Sessão de Cinema: “Drácula de Bram Stoker”

Gary Oldman: o príncipe dos vampiros na espectacular versão de Francis Ford Coppola

João Lopes

João Lopes

Crítico de Cinema

Francis Ford Coppola também já assinou uma versão de Drácula, com Gary Oldman no papel central: o resultado tem muito de experimental, ao mesmo tempo que faz lembrar o gosto primitivo da lanterna mágica.

Em 1992, quando realizou a sua versão do mito do príncipe dos vampiros, Francis Ford Coppola achou por bem chamar-lhe “Drácula de Bram Stoker”. E não terá sido apenas para recordar a inspiração da obra-prima da literatura gótica que Stoker publicou em 1897. Essa era também uma maneira de se demarcar da tradição do “filme de vampiros”, quer o de Hollywood, quer o da produção britânica com chancela da Hammer Films.

Na verdade, a maneira mais sugestiva de apresentar “Drácula de Bram Stoker” será reconhecendo, justamente, a sua singularidade.
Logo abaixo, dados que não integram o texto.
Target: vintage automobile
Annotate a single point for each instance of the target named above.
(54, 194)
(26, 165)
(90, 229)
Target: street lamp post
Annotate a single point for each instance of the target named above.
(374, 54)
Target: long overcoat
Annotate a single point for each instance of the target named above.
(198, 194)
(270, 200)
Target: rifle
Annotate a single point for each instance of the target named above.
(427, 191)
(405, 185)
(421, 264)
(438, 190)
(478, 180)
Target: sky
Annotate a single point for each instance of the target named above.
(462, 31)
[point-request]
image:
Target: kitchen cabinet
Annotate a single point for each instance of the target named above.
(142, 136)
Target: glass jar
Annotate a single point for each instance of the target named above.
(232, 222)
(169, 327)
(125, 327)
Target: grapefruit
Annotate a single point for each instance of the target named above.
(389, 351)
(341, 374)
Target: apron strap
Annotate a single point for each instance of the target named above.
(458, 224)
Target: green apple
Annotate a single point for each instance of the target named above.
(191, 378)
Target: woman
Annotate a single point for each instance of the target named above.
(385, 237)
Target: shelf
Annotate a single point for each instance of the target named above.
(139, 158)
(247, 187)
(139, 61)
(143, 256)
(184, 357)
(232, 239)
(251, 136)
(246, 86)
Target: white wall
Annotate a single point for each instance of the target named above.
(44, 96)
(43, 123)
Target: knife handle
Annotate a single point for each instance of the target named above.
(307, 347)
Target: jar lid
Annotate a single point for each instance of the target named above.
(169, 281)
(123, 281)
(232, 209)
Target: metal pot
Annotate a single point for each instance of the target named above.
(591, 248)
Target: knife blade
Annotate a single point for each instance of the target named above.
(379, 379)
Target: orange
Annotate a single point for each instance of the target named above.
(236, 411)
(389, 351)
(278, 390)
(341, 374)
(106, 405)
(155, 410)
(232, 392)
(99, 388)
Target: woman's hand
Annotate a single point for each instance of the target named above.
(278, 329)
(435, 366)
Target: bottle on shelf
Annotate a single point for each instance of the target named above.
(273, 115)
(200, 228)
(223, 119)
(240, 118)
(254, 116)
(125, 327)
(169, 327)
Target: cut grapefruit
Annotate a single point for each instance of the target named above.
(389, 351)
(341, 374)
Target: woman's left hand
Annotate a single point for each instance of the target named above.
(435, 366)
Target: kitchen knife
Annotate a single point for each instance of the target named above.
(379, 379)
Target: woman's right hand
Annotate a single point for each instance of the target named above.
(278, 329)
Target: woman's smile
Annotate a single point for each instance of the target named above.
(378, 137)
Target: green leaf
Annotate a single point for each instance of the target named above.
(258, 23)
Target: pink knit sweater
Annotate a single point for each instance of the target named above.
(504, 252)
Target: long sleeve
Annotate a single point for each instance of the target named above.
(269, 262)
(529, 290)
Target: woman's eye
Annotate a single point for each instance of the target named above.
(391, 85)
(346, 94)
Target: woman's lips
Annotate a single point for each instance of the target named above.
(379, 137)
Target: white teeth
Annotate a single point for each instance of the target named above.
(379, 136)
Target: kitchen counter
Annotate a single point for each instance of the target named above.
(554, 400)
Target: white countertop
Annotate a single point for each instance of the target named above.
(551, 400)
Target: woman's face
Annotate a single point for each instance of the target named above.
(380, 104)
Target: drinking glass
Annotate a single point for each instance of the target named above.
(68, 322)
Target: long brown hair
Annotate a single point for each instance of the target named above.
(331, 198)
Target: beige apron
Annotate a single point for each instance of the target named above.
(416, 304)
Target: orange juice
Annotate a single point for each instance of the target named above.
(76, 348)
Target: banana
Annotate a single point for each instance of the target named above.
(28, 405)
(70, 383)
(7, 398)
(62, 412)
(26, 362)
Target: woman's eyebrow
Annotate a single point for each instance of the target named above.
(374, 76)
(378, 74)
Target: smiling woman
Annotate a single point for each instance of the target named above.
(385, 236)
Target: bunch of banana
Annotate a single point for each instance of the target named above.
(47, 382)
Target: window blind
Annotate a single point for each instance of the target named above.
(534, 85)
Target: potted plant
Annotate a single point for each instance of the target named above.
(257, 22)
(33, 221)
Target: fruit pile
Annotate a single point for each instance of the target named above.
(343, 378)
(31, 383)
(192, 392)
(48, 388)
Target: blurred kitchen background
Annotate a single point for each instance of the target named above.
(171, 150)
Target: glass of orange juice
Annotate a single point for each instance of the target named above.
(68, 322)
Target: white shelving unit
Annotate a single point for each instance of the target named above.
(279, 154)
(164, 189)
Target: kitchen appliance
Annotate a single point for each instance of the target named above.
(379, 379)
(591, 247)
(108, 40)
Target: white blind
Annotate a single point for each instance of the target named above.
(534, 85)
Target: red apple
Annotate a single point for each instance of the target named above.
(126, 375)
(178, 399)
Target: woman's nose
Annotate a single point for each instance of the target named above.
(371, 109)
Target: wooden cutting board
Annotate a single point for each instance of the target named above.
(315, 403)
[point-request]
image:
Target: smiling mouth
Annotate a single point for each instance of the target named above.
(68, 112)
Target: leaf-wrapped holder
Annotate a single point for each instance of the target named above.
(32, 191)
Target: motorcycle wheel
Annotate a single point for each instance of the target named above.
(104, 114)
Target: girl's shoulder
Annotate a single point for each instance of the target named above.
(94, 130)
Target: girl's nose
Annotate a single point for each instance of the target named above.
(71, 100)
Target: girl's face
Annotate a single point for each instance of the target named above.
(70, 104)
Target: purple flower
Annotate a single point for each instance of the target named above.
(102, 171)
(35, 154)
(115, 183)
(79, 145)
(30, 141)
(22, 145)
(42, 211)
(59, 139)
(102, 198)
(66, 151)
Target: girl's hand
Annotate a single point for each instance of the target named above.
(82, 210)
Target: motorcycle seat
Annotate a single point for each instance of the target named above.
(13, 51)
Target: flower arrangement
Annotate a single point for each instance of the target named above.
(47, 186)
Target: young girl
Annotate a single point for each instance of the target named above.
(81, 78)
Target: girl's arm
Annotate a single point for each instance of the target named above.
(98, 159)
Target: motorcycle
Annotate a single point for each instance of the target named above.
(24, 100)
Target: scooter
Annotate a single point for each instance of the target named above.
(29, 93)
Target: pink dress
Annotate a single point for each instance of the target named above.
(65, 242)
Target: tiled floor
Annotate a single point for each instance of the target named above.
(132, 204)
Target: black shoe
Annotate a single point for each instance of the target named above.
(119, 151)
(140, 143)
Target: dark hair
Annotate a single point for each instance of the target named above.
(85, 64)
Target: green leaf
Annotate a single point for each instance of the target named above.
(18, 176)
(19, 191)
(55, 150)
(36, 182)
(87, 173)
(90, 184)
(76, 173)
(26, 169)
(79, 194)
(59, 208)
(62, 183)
Mais do que isso: o seu carácter eminentemente experimental. E paradoxal. Isto porque Coppola teve a possibilidade de usar a Arriflex 535, na altura uma câmara revolucionária para película de 35 mm, ao mesmo tempo que apostava em criar no próprio estúdio, materialmente (e não digitalmente), os complexos efeitos visuais que o filme envolve.

Deparamos, assim, com a odisseia trágica do inquietante Príncipe Vlad Dracula (numa interpretação de espectacular barroquismo de Gary Oldman), tentando atrair as suas vítimas ao lendário castelo da Transilvânia. Através das imagens de Michael Ballhaus (notável director de fotografia alemão ligado à obra de Rainer Werner Fassbinder e várias vezes colaborador de Martin Scorsese), o mundo de Drácula possui qualquer coisa de circo assombrado — e tanto mais quanto Coppola não disfarça o seu empenho em lembrar o tom “naïf” de certas imagens primitivas do cinema como lanterna mágica.

Agora disponível numa plataforma de streaming, "Drácula de Bram Stoker" conta também no elenco com nomes como Keanu Reeves, Winona Ryder e Anthony Hopkins, tendo sido um dos maiores sucessos comerciais de toda a carreira de Coppola. Um dos seus emblemas promocionais foi a canção do genérico final, “Love Song for a Vampire”, na voz de Annie Lennox.